I am really new in twin modeling as well as in R, therefore I would be very grateful if someone could advise me on a few issues regarding the script.

I am trying to run an ACE model with covariates (sex and age) on some twin height data. It would be very helpful to know whether the script (attached: test_height.R) does not have any major flaws and does what is expected of it. And one more thing, I would like to plot the residuals after performing the regression on the data. Could you please help me to find the most straight forward way to do that?

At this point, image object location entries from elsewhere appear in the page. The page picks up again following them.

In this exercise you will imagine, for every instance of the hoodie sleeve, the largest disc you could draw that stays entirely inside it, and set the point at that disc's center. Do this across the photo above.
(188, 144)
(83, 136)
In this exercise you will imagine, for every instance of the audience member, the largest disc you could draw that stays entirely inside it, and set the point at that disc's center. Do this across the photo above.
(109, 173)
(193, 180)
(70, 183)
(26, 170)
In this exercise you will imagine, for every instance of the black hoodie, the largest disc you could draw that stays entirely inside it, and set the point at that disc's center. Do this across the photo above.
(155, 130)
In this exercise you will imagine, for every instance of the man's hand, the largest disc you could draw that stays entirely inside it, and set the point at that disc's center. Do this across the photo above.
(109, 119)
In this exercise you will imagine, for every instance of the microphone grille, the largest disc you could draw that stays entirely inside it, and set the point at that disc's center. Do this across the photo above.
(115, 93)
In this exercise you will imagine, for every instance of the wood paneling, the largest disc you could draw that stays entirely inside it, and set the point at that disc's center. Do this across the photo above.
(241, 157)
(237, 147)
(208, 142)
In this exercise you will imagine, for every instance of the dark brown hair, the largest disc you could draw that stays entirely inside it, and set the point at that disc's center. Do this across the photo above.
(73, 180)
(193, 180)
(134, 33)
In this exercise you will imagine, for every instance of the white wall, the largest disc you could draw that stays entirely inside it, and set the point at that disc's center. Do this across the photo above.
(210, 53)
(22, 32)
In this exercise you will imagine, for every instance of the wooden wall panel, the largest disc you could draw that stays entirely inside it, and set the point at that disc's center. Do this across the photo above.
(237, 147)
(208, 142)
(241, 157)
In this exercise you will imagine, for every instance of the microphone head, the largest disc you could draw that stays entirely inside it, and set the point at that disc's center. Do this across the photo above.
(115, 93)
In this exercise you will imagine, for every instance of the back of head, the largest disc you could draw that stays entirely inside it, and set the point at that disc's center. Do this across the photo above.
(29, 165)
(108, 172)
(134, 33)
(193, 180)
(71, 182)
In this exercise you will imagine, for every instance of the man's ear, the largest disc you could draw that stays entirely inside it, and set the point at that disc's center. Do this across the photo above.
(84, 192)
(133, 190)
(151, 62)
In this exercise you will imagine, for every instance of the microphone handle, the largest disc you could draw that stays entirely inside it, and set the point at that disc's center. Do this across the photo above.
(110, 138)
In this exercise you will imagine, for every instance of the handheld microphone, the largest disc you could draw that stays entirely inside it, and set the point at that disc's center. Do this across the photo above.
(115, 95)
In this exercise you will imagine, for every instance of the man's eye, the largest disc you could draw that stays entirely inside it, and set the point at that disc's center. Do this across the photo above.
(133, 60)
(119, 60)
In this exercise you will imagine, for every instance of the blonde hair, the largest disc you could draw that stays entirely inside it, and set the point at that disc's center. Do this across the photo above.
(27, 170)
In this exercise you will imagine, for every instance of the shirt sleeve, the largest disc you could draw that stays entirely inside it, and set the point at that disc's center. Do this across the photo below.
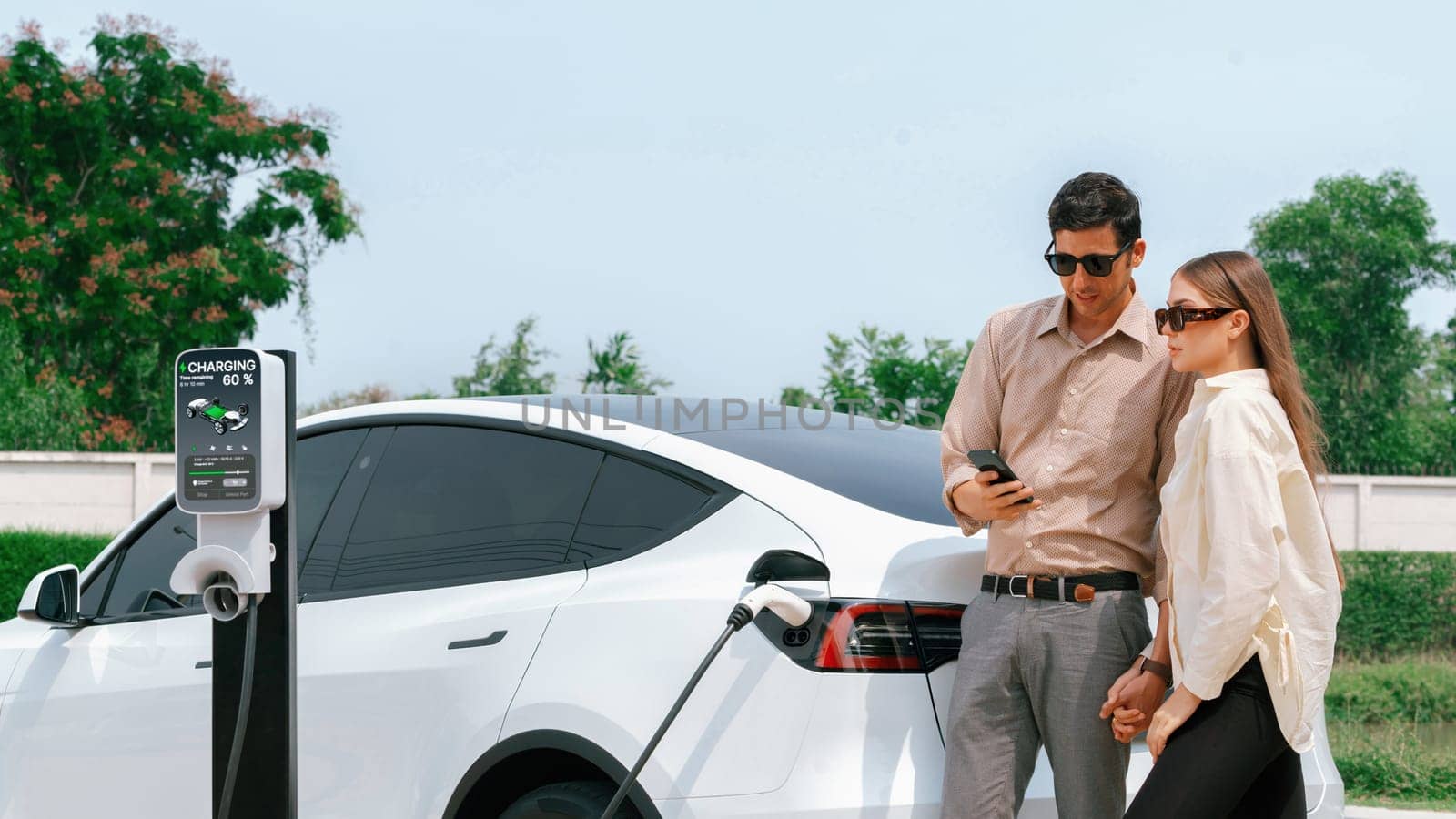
(1177, 394)
(1244, 522)
(972, 421)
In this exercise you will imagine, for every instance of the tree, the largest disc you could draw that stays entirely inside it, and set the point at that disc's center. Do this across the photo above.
(618, 369)
(124, 238)
(511, 370)
(881, 376)
(38, 410)
(1436, 402)
(1344, 263)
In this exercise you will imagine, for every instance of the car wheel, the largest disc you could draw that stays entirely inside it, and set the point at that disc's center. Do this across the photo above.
(574, 800)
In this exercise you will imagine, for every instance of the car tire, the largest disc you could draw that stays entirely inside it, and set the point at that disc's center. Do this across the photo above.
(568, 800)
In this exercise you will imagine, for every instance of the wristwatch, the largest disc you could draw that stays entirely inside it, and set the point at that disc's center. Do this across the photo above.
(1150, 665)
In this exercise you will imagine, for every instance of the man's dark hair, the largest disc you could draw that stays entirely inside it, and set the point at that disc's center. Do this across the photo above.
(1092, 200)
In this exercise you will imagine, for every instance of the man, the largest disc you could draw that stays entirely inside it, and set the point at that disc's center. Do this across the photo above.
(1077, 397)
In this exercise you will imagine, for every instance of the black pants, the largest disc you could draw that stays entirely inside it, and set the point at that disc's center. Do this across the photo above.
(1228, 760)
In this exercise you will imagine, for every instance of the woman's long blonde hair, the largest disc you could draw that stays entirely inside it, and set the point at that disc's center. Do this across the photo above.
(1234, 278)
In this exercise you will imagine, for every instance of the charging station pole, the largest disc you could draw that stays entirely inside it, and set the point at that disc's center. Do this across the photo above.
(235, 448)
(268, 773)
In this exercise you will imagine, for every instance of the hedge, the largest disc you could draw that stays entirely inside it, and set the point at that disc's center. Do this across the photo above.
(26, 554)
(1402, 691)
(1398, 605)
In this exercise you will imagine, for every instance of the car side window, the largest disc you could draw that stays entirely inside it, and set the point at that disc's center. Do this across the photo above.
(632, 508)
(143, 570)
(460, 504)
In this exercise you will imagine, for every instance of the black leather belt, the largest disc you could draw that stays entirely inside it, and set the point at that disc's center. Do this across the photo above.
(1079, 588)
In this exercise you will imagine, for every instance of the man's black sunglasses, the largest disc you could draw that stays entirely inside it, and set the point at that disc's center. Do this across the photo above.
(1096, 264)
(1178, 315)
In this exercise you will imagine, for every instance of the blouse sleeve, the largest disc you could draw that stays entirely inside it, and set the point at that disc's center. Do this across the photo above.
(1244, 523)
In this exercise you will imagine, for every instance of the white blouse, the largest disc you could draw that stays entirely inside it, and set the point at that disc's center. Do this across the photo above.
(1249, 557)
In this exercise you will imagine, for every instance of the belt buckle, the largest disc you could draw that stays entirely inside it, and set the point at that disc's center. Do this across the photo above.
(1011, 588)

Thanks a lot for your help!
Best Regards,

Aurina

AdminRobK's picture
Offline
Joined: 01/24/2014 - 12:15
It's difficult to evaluate a

It's difficult to evaluate a script without any data available to actually run it. Nonetheless, after quickly looking over it, it appears OK. Does it run, and if so, do its results look reasonable?

To obtain the regression residuals, you could try something like

mzresids <- matrix(NA,nrow=nrow(mzData),ncol=2)
for(i in 1:nrow(mzData)){
    mzresids[i,] <- as.vector(mzData[i,c("twin1","twin2")]) - as.vector(mxEval(expression=expMeanMZ,model=twinACEFit.MZ,compute=T,defvar.row=i))
}

but I'm not sure if both uses of as.vector() are necessary. Then, mzresids would be a matrix of residuals for the MZ twins. You would then do similarly for the DZ twins.

Aurina's picture
Offline
Joined: 01/05/2016 - 01:12
Thanks for your help a lot! I

Thanks for your help a lot!

I was trying to calculate something similar before, however there was the same error message:
when I am running the lines you recommended (as in the script attached), there is an error message regarding the model name:

Error in generateLabelsHelper(model, data.frame()) :
object 'twinACEFit.MZ' not found

However when I change model to
model=twinACEFit (all other lines the same)
the error message is regarding the expression:

Error in eval(expr, envir, enclos) : object 'expMeanMZ' not found

Maybe you know what went wrong in here? In general I have some difficulties understanding how to name and call for variables if they are not assigned as in here (estMean <- mxEval(mean, twinACEFit)) and just given names inside the model. Could you please help me with that, because all the variables I am trying to access from inside the model are "not found".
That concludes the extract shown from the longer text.